1709 Blog: for all the copyright community

Wednesday, 1 July 2015

The CopyKat - easy on a Wednesday

It takes quite a number of hands to create a motion picture - camera operators, set designers, lighting directors, the director and the cinematographer to name but a few. Quick on the heels of the en banc decision by the majority of the 9th Circuit in the 'Innocence of the Muslims' case which held on further appeal that the contribution of an actor cannot be copyrightable because "defining a 'work' based upon 'some minimal level of creativity or originality' ... would be too broad and indeterminate to be useful",  the 2nd Circuit Court of Appeals has now ruled that individual contributions can't be recognized as works of authorship insofar as becoming independently copyrightable. The opinion from Circuit Judge Robert Sack on 'Heads Up' director Alex Merkin's claim says "We have never decided whether an individualʹs non‐de minimis creative contributions to a work in which copyright protection subsists, such as a film, fall within the subject matter of copyright, when the contributions are inseparable from the work and the individual is neither the sole nor a joint author of the work and is not a party to a work‐for‐hire arrangement," he writes. "We answer that question in the negative on the facts of the present case, finding that the Copyright Actʹs terms, structure, and history support the conclusion that Merkinʹs contributions to the film do not themselves constitute a 'work of authorship' amenable to copyright protection." More here.

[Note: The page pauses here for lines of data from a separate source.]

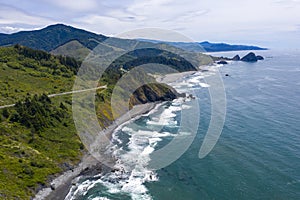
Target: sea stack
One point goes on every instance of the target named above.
(236, 58)
(260, 58)
(250, 57)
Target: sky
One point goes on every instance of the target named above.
(268, 23)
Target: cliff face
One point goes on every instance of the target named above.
(153, 93)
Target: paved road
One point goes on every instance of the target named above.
(61, 94)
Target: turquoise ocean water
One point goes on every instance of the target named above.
(256, 157)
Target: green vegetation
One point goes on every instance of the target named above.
(24, 72)
(37, 139)
(37, 136)
(52, 37)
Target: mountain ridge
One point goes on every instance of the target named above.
(56, 35)
(207, 46)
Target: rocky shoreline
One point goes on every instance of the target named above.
(89, 166)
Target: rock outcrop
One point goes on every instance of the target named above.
(250, 57)
(236, 58)
(260, 58)
(222, 62)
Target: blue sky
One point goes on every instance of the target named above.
(270, 23)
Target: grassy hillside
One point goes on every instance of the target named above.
(73, 49)
(26, 72)
(38, 139)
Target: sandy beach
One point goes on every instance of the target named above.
(60, 186)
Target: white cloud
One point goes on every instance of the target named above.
(11, 15)
(75, 5)
(201, 20)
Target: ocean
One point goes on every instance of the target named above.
(256, 157)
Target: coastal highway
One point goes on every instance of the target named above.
(63, 93)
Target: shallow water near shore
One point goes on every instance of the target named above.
(256, 157)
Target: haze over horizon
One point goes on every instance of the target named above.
(269, 23)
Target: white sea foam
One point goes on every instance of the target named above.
(133, 157)
(205, 85)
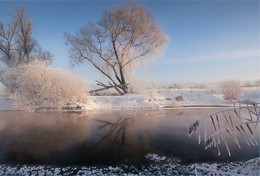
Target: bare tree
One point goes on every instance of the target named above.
(7, 43)
(124, 37)
(24, 38)
(17, 45)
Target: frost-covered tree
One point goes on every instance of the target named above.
(124, 37)
(34, 84)
(17, 44)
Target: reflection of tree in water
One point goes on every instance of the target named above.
(127, 137)
(33, 137)
(116, 134)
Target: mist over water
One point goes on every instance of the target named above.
(107, 137)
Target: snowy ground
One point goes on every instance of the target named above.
(160, 165)
(159, 98)
(167, 98)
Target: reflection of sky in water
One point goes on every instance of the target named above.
(105, 137)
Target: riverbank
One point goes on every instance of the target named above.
(158, 98)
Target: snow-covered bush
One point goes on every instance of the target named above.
(231, 89)
(137, 86)
(34, 84)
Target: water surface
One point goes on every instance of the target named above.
(107, 137)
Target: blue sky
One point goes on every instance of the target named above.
(209, 40)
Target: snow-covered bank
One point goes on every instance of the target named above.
(161, 98)
(158, 98)
(166, 167)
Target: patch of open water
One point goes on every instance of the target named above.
(104, 138)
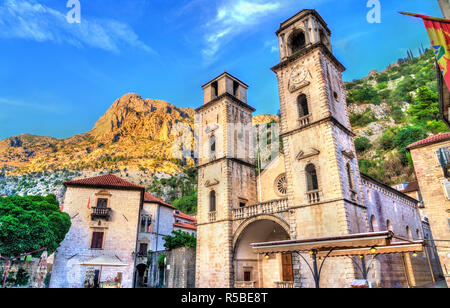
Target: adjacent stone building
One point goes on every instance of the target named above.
(431, 159)
(114, 225)
(312, 188)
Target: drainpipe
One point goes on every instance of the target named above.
(157, 226)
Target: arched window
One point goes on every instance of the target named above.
(350, 176)
(389, 226)
(369, 195)
(311, 178)
(212, 201)
(212, 145)
(302, 103)
(297, 41)
(374, 224)
(408, 233)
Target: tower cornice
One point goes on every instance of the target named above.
(307, 50)
(289, 22)
(219, 98)
(327, 119)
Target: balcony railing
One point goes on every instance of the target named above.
(269, 207)
(304, 121)
(212, 216)
(102, 213)
(444, 160)
(353, 195)
(313, 196)
(284, 284)
(244, 284)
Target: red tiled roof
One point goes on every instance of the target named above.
(184, 216)
(184, 225)
(413, 186)
(430, 140)
(152, 199)
(108, 180)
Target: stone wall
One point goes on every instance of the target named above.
(437, 206)
(179, 270)
(120, 234)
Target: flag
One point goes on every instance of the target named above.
(439, 32)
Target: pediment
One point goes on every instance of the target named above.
(211, 129)
(210, 183)
(348, 154)
(302, 155)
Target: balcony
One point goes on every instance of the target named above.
(444, 160)
(313, 197)
(101, 213)
(269, 207)
(212, 216)
(244, 284)
(284, 284)
(304, 121)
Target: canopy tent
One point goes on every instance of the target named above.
(362, 244)
(104, 261)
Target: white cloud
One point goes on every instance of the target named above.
(28, 19)
(232, 18)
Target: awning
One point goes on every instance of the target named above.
(104, 261)
(393, 248)
(325, 244)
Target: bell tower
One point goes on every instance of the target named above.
(320, 160)
(226, 175)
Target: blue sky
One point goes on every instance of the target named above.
(57, 79)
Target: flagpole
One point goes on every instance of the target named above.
(426, 17)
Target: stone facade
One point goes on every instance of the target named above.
(313, 188)
(119, 241)
(435, 192)
(130, 222)
(178, 270)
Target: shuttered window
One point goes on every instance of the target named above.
(446, 184)
(97, 240)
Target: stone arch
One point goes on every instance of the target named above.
(249, 221)
(296, 41)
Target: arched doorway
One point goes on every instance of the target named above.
(253, 270)
(141, 275)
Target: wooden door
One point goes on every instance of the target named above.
(287, 267)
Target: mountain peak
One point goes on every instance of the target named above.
(131, 115)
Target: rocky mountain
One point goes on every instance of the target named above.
(138, 138)
(134, 138)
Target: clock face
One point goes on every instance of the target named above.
(299, 74)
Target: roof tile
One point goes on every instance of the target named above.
(108, 180)
(430, 140)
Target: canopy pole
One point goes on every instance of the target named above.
(429, 263)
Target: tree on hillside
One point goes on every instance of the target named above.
(31, 223)
(426, 106)
(406, 136)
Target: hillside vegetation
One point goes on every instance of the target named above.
(389, 111)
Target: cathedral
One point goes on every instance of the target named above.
(312, 188)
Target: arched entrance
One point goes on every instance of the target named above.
(141, 275)
(253, 270)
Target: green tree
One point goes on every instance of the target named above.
(31, 223)
(187, 204)
(362, 144)
(406, 136)
(426, 107)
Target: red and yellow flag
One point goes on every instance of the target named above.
(439, 32)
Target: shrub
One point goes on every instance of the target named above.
(362, 144)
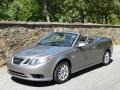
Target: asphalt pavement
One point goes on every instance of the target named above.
(94, 78)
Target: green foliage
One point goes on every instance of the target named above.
(90, 11)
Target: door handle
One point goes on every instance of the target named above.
(93, 46)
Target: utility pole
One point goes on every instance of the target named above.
(46, 11)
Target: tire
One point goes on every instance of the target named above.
(62, 72)
(106, 58)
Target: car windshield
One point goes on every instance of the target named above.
(59, 39)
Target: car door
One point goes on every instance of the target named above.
(84, 56)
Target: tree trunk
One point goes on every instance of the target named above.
(46, 11)
(82, 17)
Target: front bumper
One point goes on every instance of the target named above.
(33, 73)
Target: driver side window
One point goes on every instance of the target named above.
(81, 40)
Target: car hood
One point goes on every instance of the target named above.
(41, 50)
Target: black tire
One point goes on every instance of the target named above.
(106, 58)
(56, 75)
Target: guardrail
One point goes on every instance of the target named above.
(55, 24)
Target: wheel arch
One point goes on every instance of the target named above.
(62, 60)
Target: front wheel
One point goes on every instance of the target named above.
(62, 72)
(106, 58)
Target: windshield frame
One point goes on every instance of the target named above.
(47, 36)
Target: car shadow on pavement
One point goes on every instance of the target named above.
(33, 83)
(50, 83)
(87, 70)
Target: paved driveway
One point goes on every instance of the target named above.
(95, 78)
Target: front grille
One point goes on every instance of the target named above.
(17, 60)
(17, 73)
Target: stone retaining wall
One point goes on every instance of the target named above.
(16, 35)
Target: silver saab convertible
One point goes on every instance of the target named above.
(58, 55)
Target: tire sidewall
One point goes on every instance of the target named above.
(55, 76)
(104, 59)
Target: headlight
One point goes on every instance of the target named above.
(36, 61)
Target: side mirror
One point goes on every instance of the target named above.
(81, 44)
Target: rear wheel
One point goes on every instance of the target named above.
(106, 58)
(62, 72)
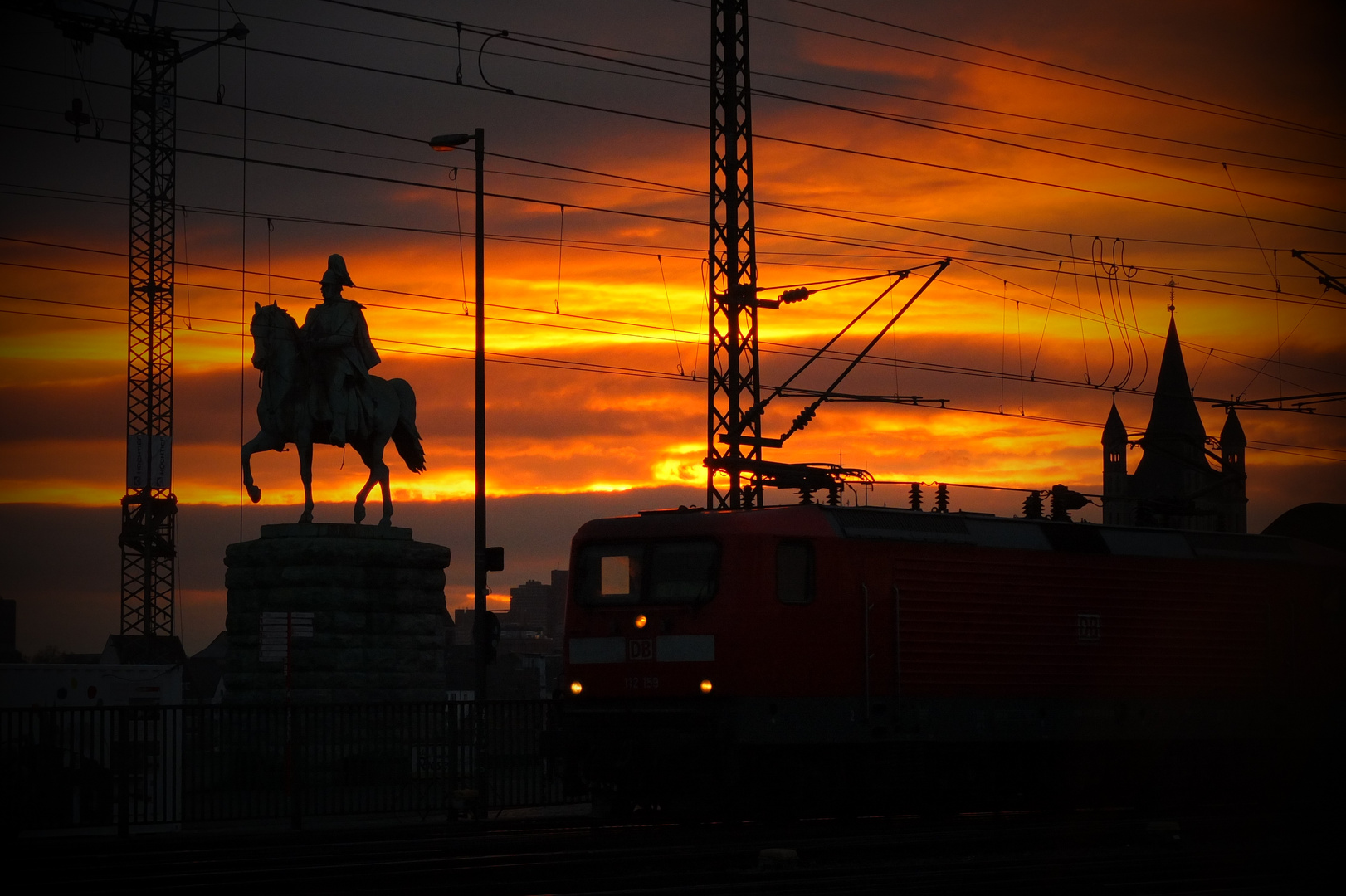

The Supreme Court has declined to hear the case between Oracle v. Google, sending the long-running case back to a lower court where Google will have to argue that it made fair use of Oracle's copyrighted APIs. A ruling in favour of Oracle could give some technology firms "unprecedented and dangerous power" over developers by making it substantially more difficult for upstarts to create new software according to the Electronic Frontier Foundation says - unless of course fair use laws so turn out to protect the use of APIs.

Jacobus Rentmeester has failed in his claims of (i) copyright infringement; (ii) vicarious copyright infringement; (iii) contributory copyright infringement; and (iv) a breach of the Digital Millennium Copyright Act (DMCA) against Nike, which stem from his iconic picture
of basketball star Michael Jordan in his Olympic warm-ups in 1984 for an issue of Life Magazine. The case is Rentmeester  v Nike Inc., (No.3 : 15-cv-00113-MO). In his decision, District Judge Mosman granted Nike Inc.’s motion to dismiss Rentmeester’s claims - all of the details on the IPKat here.

Torrentfreak reports that a court in Nanterre in France has ruled that a magazine publisher violated French copyright law by running an article offering some top tips on how to access illegal sources of music and movie content online, including the 'low down' on the best torrent clients, and guidance that Google is the pirate's friends because "with some clever keywords and in a handful of clicks you will fill your hard drives with joy and laughter". The publisher of  computer magazine Téléchargement was fined 10,000. Torrentfreak say that under French law it’s forbidden to “knowingly encourage” the use of software that’s clearly meant to infringe copyrights, with a maximum prison sentence of three years and a €300,000 fine. (I am sure the FrenchKat an correct me if this is wrong!).  SCPP took action after the magazine's cover featured a pirate skull and advertised “the best software and websites to download for free.”

And finally, LA-based domain registrar Namecheap has been ordered to hand over the personal details of one of its customers, a person suspected of being involved in the ongoing attempts to keep Grooveshark - or at least a music service using that name - online. The action was brought by the Recording Industry Association of America (RIAA).